Men with both “some college” and “college grad” favor R identification modestly. Men with “postgrad” education switch to favoring D identification slightly. Women with some college, college grad, and postgrad education favor D identification by more.

The religiously unaffiliated (atheist, agnostic, or nothing in particular) are most likely to ID as Independent and least likely as R. Although of course most Independents profess a religious identification.

You can also click to see sliced and diced other ways too! No question that the D side has not done well with ID of whites in that $30,000-$74,999 family income group. Finding the inclusive message that they can sign on to more consistently would be a big deal.

Have fun.

Democrats are losing whites w/o a college diploma.

Look at the education gap between whites with a college degree vs whites without and their voting patterns.

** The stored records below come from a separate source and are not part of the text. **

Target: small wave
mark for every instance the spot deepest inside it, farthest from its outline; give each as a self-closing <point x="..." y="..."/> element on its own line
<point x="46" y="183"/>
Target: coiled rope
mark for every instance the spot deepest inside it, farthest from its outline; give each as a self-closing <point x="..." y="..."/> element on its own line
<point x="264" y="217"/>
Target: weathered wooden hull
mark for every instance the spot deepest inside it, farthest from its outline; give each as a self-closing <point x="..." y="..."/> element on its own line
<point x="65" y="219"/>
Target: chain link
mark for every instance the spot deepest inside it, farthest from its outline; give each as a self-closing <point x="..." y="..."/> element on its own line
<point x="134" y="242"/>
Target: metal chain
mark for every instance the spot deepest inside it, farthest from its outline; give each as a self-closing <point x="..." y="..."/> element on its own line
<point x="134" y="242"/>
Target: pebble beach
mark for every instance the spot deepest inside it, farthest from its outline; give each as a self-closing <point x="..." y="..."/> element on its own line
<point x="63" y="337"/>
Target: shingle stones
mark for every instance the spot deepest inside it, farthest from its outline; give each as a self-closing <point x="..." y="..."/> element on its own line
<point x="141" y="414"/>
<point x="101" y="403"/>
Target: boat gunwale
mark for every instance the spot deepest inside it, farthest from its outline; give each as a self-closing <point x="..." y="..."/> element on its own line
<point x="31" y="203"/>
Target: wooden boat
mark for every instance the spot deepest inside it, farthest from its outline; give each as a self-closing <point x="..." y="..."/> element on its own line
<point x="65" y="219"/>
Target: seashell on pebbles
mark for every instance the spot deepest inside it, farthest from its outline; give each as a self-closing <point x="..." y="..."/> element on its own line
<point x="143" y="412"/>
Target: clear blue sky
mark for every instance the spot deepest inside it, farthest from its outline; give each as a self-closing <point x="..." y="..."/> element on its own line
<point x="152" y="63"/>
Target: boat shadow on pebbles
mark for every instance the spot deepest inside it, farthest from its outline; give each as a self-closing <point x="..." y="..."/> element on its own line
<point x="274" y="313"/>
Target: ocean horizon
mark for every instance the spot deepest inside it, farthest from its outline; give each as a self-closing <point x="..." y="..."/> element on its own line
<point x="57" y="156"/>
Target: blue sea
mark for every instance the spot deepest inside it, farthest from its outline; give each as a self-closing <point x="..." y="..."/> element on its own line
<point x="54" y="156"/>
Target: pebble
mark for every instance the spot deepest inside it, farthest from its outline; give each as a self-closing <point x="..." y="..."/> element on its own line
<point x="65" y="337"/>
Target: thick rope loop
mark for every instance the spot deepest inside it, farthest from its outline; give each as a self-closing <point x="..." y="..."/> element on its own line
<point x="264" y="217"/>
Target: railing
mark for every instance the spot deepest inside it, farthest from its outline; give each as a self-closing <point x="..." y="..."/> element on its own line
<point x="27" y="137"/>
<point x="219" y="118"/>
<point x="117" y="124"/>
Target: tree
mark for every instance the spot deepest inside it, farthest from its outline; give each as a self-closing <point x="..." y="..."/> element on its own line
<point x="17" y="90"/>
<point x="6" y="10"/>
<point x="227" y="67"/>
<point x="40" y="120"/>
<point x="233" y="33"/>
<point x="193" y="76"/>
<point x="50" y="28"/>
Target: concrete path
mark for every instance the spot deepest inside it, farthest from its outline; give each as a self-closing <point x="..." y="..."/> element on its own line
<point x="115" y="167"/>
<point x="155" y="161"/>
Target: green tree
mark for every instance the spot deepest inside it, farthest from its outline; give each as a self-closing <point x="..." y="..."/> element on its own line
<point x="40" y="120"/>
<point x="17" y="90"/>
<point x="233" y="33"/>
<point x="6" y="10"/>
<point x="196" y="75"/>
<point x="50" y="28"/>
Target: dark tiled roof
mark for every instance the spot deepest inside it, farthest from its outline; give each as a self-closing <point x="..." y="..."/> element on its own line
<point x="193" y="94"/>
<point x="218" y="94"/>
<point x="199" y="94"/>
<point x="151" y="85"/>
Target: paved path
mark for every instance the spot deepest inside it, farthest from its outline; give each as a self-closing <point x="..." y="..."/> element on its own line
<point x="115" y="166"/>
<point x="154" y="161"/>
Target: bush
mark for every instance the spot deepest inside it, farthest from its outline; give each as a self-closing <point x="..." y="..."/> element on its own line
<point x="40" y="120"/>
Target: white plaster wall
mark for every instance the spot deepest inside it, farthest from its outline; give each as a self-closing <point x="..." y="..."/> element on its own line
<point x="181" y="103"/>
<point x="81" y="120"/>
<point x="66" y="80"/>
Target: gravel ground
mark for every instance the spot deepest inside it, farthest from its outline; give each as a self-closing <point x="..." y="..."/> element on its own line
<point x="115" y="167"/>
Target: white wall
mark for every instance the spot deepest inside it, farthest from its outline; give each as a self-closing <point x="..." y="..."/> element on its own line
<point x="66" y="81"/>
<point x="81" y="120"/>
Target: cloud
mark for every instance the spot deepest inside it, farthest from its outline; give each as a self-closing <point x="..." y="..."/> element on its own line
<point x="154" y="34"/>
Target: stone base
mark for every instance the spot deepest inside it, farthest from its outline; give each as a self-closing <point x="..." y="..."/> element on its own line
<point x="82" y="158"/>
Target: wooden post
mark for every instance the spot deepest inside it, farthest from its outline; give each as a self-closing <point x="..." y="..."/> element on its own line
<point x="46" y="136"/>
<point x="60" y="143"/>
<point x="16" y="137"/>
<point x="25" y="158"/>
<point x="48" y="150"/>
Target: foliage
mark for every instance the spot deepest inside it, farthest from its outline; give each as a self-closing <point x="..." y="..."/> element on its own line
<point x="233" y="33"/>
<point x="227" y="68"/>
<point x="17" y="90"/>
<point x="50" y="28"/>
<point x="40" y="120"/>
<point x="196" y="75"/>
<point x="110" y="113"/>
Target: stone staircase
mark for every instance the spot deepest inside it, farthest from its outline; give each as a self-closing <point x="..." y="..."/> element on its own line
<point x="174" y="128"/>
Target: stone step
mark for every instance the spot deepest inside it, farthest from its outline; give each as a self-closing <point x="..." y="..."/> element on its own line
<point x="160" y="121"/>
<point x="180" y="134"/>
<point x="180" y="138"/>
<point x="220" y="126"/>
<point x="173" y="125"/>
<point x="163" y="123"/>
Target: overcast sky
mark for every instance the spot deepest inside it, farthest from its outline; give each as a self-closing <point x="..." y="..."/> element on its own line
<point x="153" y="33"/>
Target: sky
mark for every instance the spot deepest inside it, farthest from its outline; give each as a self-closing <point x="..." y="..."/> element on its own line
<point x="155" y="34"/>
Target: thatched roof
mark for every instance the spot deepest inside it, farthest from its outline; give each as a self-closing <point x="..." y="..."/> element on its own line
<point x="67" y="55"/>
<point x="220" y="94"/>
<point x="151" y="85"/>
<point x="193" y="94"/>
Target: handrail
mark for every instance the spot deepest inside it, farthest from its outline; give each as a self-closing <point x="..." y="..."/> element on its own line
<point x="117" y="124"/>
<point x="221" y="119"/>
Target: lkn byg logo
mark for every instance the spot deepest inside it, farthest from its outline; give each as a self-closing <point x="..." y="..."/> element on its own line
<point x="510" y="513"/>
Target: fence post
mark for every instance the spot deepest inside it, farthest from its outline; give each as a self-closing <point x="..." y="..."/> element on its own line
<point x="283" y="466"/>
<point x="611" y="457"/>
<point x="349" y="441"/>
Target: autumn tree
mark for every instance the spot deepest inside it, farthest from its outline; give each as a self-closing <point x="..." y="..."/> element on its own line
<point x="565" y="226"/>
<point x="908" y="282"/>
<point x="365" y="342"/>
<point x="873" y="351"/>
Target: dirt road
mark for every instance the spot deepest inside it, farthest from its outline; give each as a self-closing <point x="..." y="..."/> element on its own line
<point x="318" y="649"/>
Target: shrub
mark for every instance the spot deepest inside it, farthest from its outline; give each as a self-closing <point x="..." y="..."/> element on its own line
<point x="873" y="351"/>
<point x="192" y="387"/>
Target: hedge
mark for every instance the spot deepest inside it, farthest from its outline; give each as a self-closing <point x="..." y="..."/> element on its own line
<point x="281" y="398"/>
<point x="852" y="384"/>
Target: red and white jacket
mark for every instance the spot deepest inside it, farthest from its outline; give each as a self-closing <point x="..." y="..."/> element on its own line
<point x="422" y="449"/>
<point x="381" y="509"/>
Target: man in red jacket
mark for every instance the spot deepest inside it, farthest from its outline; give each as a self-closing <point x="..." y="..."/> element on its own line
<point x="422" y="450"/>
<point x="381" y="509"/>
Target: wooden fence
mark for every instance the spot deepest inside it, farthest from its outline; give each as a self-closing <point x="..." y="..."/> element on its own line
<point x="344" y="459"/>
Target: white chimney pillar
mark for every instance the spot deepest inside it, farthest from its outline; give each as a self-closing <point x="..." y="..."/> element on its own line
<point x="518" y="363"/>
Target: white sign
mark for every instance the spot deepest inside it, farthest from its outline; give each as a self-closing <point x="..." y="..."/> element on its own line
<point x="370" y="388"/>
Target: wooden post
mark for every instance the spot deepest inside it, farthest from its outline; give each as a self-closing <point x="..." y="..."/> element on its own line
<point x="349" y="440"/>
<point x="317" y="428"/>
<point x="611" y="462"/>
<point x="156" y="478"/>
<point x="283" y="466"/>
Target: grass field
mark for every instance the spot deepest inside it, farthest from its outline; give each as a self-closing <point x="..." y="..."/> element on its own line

In the 90s, the democrats did better among whites w/o a college degree (vs whites with). Then around the time of Bush the GOP started doing better among whites w/o a degree but it was only about a 10 point margin.

Then in 2016, the GOP did 35 points better among whites w/o a college degree because in 2016 whites w/o college jumped on the GOP bandwagon while whites with a college degree started leaving the GOP.

So considering that people with college degrees are more financially stable on average, what you say isn’t really true.

Also the GOP doesn’t win any racial demographic other than whites. So all the latino middle class, asian middle class, black middle class, indian middle class, etc are democrats.

Basically I don’t agree with your premise. The dems are not losing the middle class. They are losing whites who don’t have a college degree.

Also the GOP tend to be the party of in-groups and the democrats are the party of out-groups. In groups are men, whites, christians, native born Americans, heterosexuals, etc. The out-groups are everyone else.

So yes the democrats are the party of secularists and atheists. Those are outgroups. Democrats are also the party of muslims, hindus, new agers, sikhs, and pretty much any faith (or lack of faith) other than christianity.

Although the kind of christianity matters a little bit. Catholics are a little less republican than protestants. I wonder if that is because up until recently, catholics were also an out group (the KKK used to target catholics and the KKK was a protestant group for example).

Number 7 will shcokyou

Good thing the white male population is exploding in the United States. In 2008, we comprised what, about 33% of the population? Judging by the 2016 elections, we must be what, like 70% by now? Maybe more?

Whites, especially white males, who don’t have a college degree (including “some college”) previously were often middle class, blue collar middle class. Now not so much so. Maybe barely hanging in on the edge of the demographic and little hope of climbing much higher.

The GOP sells the “blame the others” package, appealing to resentment and to a sense that others have taken what was once theirs. Does the D side have an alternative sales pitch to make? It doesn’t need to succeed in getting all of them to sign on to it but just ceding that demographic, the dropping out of the middle class undereducated whites, without offering a more positive vision forward seems less than ideal.